The warning is contained in an Auditor-General’s report, which found Seqwater is not making enough out of bulk water charges to reduce its enormous debt.
Why is this occurring? Partly because population forecasts haven’t materialised. However, the principal cause is that households became more efficient and stayed more efficient with their use of water because that’s what the Government told them to do.
It seems the Government relied on the belief that voters wouldn’t listen to them and would revert back to their old ways.

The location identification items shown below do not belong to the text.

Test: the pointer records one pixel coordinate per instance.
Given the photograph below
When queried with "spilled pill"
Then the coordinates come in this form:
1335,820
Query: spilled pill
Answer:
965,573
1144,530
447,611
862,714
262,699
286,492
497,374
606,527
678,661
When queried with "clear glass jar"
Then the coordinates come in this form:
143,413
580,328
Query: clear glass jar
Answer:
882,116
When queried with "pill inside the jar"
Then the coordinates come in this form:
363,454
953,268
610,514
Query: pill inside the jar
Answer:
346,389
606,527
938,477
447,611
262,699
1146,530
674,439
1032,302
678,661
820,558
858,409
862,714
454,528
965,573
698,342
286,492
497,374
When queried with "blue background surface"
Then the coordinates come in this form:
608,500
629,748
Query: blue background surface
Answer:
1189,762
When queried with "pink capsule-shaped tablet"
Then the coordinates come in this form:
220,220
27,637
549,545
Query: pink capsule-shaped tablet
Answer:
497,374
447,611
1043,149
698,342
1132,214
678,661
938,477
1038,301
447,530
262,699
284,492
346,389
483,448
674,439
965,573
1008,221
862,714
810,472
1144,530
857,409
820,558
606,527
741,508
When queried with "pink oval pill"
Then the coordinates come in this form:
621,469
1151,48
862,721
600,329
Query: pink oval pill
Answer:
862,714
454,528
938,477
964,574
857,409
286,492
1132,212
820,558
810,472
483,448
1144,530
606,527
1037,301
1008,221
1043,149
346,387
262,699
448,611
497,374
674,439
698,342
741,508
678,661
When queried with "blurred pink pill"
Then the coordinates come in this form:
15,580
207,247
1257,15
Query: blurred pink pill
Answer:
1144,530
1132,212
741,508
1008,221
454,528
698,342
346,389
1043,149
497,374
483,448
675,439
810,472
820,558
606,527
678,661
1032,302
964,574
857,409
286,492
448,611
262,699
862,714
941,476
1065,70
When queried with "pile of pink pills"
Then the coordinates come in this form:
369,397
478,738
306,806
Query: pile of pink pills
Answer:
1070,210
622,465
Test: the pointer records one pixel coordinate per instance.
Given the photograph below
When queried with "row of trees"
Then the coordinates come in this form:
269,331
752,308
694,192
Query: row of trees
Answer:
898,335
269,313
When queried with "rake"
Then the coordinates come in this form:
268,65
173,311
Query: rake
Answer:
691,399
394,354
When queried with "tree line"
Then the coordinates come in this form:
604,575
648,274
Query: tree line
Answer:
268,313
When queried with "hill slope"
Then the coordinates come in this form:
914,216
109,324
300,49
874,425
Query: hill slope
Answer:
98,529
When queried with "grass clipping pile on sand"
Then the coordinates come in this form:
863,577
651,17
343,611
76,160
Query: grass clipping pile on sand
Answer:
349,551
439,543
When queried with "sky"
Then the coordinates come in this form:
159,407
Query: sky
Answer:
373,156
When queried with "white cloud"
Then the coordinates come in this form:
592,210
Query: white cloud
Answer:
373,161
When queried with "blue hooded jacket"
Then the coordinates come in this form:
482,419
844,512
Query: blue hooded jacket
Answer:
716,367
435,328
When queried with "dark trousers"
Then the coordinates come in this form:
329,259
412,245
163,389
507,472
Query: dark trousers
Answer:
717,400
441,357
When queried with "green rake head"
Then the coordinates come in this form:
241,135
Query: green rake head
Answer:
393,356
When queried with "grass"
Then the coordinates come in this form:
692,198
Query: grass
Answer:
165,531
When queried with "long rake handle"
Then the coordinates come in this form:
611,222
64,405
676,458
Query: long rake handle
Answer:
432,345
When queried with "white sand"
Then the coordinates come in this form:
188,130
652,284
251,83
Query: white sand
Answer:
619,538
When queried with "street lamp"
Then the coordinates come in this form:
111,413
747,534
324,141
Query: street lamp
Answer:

How wrong they were.
Southeast Queenslanders are now poised to pay an even higher price for the shortsighted approach of former Labor governments when it came to the provision of essential water infrastructure.
The former Beattie government preferred to blame what it dubbed the “Millennium Drought” for its sudden $8 billion spending spree on pipelines, desalination plants and a recycled-water system that has never been properly used.
And in that period when the southeast’s fleet of dams were at risk of running dry and households given four-minute egg timers to reduce their showering times, there was little reflection on the cause and consequences.
While that drought was significant, what it exposed was the precarious position of the southeast’s supply sources and what little attention had been paid to water, despite the region’s population boom.
If the infrastructure had been more carefully planned, priced and completed, rather than constructed in a crisis, the price that households pay now for water would be significantly lower.
Solving southeast Queensland’s exorbitant water prices is certainly no laughing matter.